On Saturday evening, Russian dictator Vladimir Putin learned he’d need to find a new best friend in Congress after the Associates Press projected that Democrat Harley Rouda had unseated 15-term GOP Rep. Dana Rohrabacher. As of Monday afternoon, Rouda’s margin of victory in California’s 48th Congressional District stood at 52-48, or about 8,500 votes, and it will likely get larger as more ballots get counted.
While this coastal Orange County seat, which is the setting for the show “Arrested Development,” swung from 55-43 Romney to 48-46 Clinton, Rohrabacher didn’t seem to have any real idea about how much danger he was in until it was too late. Back in May of 2017, Rohrabacher told the Washington Post’s Dave Weigel that, “A lot of Republican women voted for Hillary. That is not going to translate into anything else next year.” Rohrabacher also predicted that Donald Trump wouldn’t cause him any problems, adding, “Trump is a very boisterous guy, and that was a turnoff for some people, but these are Reagan-type conservatives.” Suffice to say, he was really, really, really wrong.
However, Rohrabacher’s own behavior may be just as much to blame for his defeat as Trump and Orange County’s changing politics. The congressman continued to ardently defend Putin and far-right extremists overseas, and he even went on Albanian television and declared that "Macedonia is not a state" and should be split up and given to other countries. Rohrabacher was also involved with his close friend and disgraced ex-lobbyist Jack Abramoff in a strange plan ostensibly to help the Republic of Congo defeat the terrorist group Boko Haram.
Closer to home, Rohrabacher put on his tinfoil cap and argued that it was really Democrats who were behind the violence in Charlottesville last year. In Rohrabacher’s world, a former “Hillary and Bernie supporter” got Civil War re-enactors to gather in the Virginia college town to pretend to protect a statue of Robert E. Lee. The congressman declared the white supremacist procession was actually “a setup for these dumb Civil War re-enactors,” and “it was left-wingers who were manipulating them in order to have this confrontation" and to "put our president on the spot.”

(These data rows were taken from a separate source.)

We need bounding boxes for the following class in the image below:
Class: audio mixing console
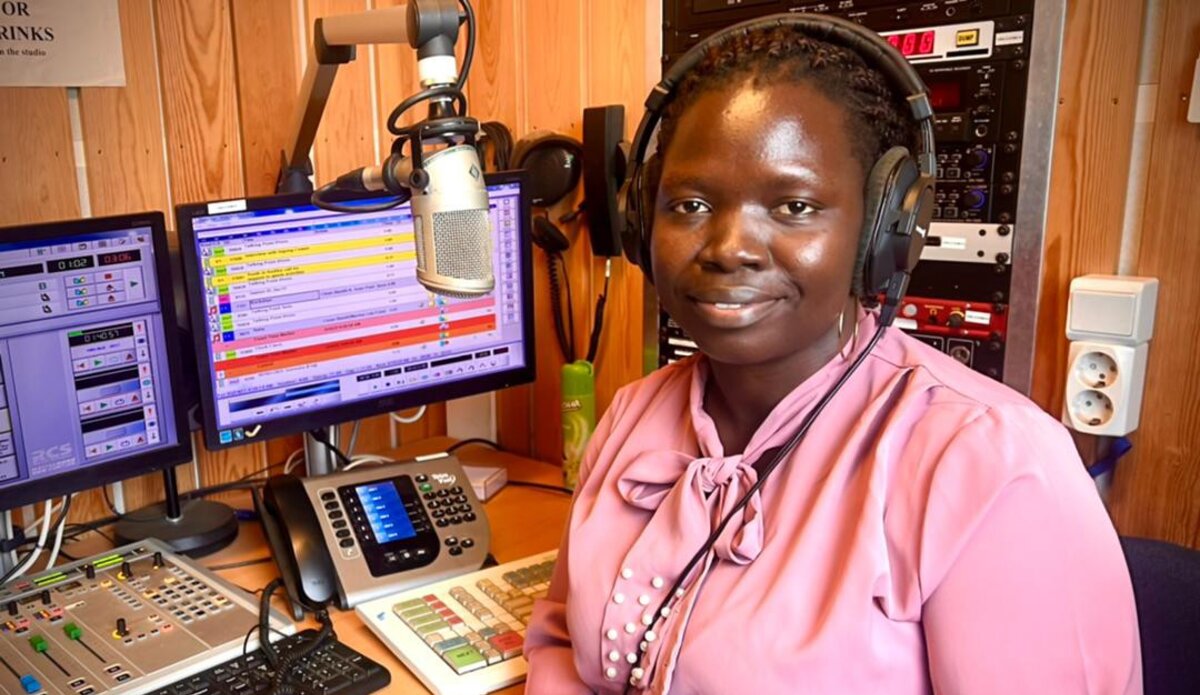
[0,539,292,694]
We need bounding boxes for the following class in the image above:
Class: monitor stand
[303,426,343,476]
[114,466,238,558]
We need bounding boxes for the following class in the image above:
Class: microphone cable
[478,121,514,171]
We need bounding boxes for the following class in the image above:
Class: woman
[525,20,1141,695]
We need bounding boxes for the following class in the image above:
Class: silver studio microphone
[409,145,494,297]
[351,144,495,297]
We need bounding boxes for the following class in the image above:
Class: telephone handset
[257,454,491,618]
[257,474,339,618]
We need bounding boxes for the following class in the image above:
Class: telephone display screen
[354,481,416,543]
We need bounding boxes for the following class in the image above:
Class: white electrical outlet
[1062,341,1148,436]
[1074,350,1119,389]
[1063,275,1157,436]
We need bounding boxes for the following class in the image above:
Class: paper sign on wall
[0,0,125,87]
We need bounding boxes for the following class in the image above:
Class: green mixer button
[64,622,82,640]
[29,634,48,652]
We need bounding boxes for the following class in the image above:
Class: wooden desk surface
[71,438,571,694]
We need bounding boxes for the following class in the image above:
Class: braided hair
[656,24,918,178]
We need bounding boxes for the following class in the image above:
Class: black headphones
[513,132,584,209]
[619,13,937,327]
[513,131,585,253]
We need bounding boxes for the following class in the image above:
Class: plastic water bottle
[561,360,595,489]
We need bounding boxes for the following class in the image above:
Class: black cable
[259,579,284,667]
[478,121,514,171]
[242,624,291,658]
[445,438,500,454]
[622,323,889,695]
[562,254,577,361]
[457,0,475,90]
[311,183,407,213]
[207,556,272,572]
[234,460,285,484]
[506,480,574,496]
[101,486,124,519]
[546,251,575,362]
[386,88,469,138]
[259,578,335,693]
[307,428,353,468]
[585,267,611,365]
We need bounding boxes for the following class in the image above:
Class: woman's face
[651,78,867,369]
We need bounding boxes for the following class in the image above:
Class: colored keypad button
[488,631,524,659]
[443,645,486,674]
[434,636,469,654]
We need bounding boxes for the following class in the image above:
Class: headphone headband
[628,13,936,180]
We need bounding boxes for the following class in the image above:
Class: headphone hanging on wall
[514,131,603,363]
[513,131,584,255]
[618,13,937,328]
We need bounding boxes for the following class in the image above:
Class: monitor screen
[176,171,535,450]
[0,213,191,510]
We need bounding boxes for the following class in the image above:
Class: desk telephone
[257,453,491,618]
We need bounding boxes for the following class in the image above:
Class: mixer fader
[0,540,291,694]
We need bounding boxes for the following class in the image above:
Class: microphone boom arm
[277,2,466,195]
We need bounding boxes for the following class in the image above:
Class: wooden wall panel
[154,0,266,486]
[0,89,79,226]
[79,0,171,219]
[1030,0,1147,414]
[468,0,523,129]
[1109,0,1200,546]
[155,0,246,205]
[231,0,301,197]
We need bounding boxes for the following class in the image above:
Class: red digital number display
[918,30,936,54]
[886,30,937,57]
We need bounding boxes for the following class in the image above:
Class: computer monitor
[0,212,192,511]
[175,171,535,453]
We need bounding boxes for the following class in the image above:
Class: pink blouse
[525,311,1141,694]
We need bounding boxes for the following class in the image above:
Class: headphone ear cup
[856,146,921,298]
[513,132,584,208]
[532,215,571,254]
[620,154,660,280]
[637,154,661,279]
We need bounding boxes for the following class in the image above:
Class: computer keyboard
[144,629,391,695]
[355,549,558,695]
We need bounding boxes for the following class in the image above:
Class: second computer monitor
[176,171,534,451]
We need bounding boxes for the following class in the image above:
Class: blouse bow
[616,449,764,565]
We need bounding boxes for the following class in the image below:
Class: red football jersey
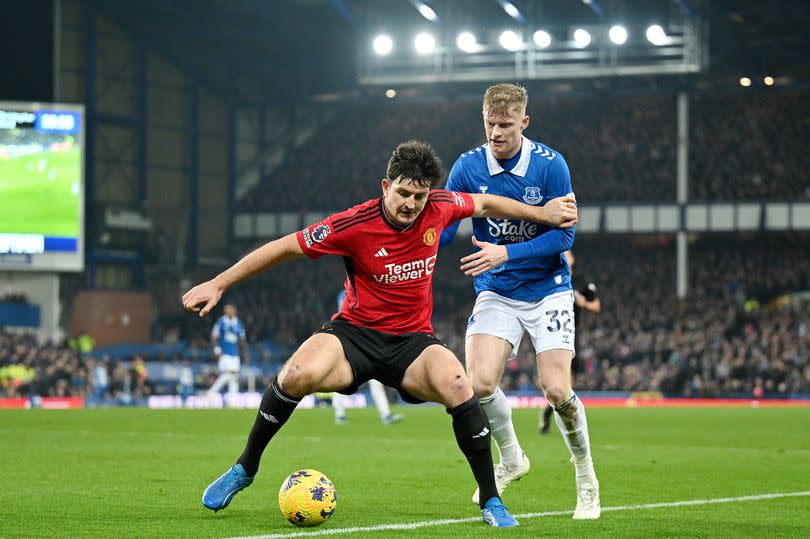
[296,190,475,334]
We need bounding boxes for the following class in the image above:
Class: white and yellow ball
[277,469,337,527]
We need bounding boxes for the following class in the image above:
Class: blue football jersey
[442,136,574,302]
[212,315,245,356]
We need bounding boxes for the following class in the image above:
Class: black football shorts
[314,318,447,403]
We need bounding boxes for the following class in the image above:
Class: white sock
[333,393,346,419]
[479,387,522,465]
[552,391,595,481]
[369,379,391,419]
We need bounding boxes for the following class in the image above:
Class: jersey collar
[485,136,532,177]
[378,197,417,232]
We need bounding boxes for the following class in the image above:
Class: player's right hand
[544,195,578,228]
[182,279,224,318]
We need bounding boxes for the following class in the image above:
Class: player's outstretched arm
[459,236,508,276]
[182,233,305,317]
[470,193,577,227]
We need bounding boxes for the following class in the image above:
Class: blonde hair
[483,83,528,117]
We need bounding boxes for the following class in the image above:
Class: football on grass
[278,469,337,527]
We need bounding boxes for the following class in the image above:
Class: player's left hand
[459,236,508,276]
[182,279,224,318]
[543,195,578,228]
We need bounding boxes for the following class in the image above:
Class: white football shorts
[218,354,241,373]
[466,290,575,359]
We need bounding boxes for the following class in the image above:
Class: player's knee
[543,382,571,406]
[278,363,314,397]
[470,376,499,398]
[437,373,473,406]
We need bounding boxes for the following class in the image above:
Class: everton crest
[522,186,543,205]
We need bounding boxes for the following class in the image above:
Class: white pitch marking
[220,490,810,539]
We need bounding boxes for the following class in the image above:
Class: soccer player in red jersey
[183,140,577,527]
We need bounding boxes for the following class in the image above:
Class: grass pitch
[1,406,808,538]
[0,147,81,236]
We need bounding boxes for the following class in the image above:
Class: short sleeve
[296,206,363,259]
[428,189,475,228]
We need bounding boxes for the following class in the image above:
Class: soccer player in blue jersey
[440,83,600,519]
[332,290,404,425]
[208,304,248,404]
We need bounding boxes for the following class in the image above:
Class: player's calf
[236,377,301,476]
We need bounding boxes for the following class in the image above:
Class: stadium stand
[240,95,677,209]
[240,89,809,208]
[5,232,806,400]
[5,88,810,402]
[690,91,810,201]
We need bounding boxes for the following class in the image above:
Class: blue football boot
[481,497,519,527]
[202,464,254,511]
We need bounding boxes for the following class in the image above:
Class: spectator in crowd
[3,234,808,400]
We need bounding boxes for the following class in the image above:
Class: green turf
[0,406,808,538]
[0,147,81,236]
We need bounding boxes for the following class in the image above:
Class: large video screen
[0,101,84,271]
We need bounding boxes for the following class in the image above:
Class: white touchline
[220,491,810,539]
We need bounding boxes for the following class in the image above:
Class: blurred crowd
[0,330,148,402]
[493,234,810,397]
[690,91,810,200]
[3,232,808,401]
[239,89,809,209]
[3,233,809,400]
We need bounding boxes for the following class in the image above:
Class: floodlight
[609,25,627,45]
[502,2,520,19]
[573,28,591,48]
[414,32,436,54]
[533,30,551,48]
[646,25,667,46]
[416,3,437,22]
[499,30,522,51]
[373,34,393,55]
[457,32,478,53]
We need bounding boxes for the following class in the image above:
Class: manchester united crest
[423,227,437,246]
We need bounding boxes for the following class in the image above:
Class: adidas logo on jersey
[374,247,390,257]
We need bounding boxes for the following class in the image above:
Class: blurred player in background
[332,289,404,425]
[541,250,600,434]
[440,83,600,519]
[207,304,248,403]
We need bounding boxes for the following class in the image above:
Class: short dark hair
[386,140,444,189]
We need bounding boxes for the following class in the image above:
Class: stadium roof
[95,0,810,102]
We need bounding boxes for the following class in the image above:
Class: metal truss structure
[359,21,707,86]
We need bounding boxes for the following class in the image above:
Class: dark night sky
[0,0,54,102]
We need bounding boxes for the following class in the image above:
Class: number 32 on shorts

Rohrabacher of course didn’t stop there.
In May, he spoke out in defense of allowing realtors to discriminate against LGBTQ homebuyers, which cost him the endorsement of the powerful National Association of Realtors. Rohrabacher also continued to meet with far-right troll Charles Johnson, who has both minimized the Holocaust and been banned from Twitter for saying he wanted to "take out" a Black Lives Matter leader.
In September, Rohrabacher endorsed a candidate for a local school board post who had a recent history of racism and anti-Semitism, including a YouTube playlist titled "Holocaust hoax?" He also was recorded ridiculing the allegations that Supreme Court nominee Brett Kavanaugh had committed sexual assault in high school.

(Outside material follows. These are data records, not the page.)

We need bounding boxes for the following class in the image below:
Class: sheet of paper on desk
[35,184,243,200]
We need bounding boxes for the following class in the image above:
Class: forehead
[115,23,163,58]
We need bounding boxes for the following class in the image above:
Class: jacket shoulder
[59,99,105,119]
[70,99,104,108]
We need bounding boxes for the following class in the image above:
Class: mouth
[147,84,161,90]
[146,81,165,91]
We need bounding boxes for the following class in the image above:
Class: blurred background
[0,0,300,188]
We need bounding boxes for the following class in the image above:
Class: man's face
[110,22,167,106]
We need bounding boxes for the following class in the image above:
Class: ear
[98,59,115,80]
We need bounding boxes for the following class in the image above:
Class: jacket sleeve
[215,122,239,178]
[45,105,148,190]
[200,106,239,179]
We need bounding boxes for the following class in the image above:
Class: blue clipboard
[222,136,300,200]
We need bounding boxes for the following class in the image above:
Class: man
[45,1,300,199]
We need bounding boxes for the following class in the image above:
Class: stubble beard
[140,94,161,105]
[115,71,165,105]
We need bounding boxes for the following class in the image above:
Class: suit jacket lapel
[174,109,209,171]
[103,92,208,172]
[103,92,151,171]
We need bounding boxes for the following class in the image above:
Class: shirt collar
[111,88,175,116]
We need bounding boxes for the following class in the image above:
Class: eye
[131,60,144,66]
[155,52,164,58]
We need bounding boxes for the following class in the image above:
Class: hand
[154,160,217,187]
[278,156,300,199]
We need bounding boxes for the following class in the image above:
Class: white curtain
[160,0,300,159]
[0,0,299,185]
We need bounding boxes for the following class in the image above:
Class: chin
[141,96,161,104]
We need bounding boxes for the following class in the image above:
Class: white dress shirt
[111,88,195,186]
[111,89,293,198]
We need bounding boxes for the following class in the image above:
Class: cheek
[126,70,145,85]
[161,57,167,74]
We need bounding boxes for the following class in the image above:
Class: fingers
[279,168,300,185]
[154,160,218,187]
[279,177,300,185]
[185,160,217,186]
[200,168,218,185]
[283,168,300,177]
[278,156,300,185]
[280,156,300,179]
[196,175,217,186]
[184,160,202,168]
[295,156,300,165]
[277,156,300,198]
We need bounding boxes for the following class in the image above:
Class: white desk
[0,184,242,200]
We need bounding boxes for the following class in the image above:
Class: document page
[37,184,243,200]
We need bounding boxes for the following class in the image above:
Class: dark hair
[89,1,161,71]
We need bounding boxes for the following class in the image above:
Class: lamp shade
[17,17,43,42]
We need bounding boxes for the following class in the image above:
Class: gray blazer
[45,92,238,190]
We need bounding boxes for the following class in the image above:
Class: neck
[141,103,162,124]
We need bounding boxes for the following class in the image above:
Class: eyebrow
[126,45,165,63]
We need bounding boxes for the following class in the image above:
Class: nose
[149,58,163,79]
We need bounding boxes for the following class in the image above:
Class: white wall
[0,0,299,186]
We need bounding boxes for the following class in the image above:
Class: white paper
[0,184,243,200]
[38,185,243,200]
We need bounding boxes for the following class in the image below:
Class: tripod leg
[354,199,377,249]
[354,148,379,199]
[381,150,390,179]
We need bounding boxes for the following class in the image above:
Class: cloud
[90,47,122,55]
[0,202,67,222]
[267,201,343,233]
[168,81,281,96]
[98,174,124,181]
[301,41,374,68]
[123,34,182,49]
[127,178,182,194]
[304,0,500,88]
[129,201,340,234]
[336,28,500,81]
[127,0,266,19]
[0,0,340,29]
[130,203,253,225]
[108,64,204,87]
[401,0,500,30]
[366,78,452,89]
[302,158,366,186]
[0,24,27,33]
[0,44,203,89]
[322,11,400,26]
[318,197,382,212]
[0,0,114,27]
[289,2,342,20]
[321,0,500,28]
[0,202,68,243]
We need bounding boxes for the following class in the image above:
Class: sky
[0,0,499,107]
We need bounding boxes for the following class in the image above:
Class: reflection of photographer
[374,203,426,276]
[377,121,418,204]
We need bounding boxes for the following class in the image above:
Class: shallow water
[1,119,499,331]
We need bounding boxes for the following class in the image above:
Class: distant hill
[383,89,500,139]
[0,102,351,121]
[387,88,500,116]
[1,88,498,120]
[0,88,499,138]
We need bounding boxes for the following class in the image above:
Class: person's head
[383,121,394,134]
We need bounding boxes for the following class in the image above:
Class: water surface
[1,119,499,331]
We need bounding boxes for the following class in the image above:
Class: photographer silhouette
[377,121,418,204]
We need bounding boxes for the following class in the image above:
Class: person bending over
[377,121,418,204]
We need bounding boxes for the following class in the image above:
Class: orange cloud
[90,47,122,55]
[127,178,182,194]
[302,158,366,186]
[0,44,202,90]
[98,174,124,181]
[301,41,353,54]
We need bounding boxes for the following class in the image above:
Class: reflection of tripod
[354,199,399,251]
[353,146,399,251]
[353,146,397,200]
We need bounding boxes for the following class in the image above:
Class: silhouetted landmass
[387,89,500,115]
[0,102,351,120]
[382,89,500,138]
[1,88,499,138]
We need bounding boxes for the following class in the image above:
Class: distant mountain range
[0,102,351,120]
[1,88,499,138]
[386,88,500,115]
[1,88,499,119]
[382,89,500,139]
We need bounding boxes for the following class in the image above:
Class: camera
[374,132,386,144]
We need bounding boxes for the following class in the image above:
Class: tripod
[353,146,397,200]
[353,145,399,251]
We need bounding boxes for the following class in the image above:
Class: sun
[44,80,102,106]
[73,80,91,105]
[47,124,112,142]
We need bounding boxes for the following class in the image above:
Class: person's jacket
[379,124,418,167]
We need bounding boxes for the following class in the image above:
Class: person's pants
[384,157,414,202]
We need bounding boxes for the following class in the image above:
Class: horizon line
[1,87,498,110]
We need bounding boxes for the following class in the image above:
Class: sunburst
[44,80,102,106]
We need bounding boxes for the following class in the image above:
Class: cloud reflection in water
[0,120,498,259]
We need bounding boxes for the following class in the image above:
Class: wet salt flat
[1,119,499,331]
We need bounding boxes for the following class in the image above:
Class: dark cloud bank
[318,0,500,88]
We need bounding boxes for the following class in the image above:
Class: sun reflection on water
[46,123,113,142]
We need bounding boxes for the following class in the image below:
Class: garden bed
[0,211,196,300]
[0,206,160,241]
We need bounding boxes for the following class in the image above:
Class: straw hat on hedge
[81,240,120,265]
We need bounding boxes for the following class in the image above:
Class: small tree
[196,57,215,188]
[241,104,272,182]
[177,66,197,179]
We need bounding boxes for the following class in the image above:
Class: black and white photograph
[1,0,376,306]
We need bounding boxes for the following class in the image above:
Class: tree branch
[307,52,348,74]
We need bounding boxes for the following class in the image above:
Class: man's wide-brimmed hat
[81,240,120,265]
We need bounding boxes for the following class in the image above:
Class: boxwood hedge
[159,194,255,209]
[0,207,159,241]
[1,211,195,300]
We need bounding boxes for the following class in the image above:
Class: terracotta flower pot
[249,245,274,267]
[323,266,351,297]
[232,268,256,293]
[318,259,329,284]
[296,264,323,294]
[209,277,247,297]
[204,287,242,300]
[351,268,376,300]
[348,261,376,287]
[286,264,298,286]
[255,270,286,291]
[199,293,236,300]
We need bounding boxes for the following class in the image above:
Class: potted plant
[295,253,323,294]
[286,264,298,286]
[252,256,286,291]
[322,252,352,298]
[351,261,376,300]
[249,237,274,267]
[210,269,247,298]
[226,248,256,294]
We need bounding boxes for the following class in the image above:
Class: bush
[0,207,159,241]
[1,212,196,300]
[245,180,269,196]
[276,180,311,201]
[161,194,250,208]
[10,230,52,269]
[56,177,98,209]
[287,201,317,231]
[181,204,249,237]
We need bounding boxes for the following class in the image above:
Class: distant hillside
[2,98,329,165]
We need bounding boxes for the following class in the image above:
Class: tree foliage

Rohrabacher may have yet survived all this if he had raised enough money to effectively compete in the very-expensive Los Angeles media market, but that would be out of character for Dana Rohrabacher. Both the congressman and Rouda had to spend plenty of cash to advance through a very competitive June top-two-primary, where Rohrabacher faced a serious challenge from his former ally Scott Baugh and Rouda only narrowly got past another Democrat. However, while Rouda held only a tiny cash-on-hand edge at the end of June, he outraised the incumbent $4.15 million to $652,000 from July 1 to Oct. 17.
While major Democratic and Republican groups each spent over $4 million here during the general election, Rohrabacher’s allies opted for cheaper cable TV ads in the final weeks of the contest while Democrats continued to spend heavily to the end. In the end, while the race was still close, Rohrabacher’s many bad decisions helped bring his 30-year career crashing down.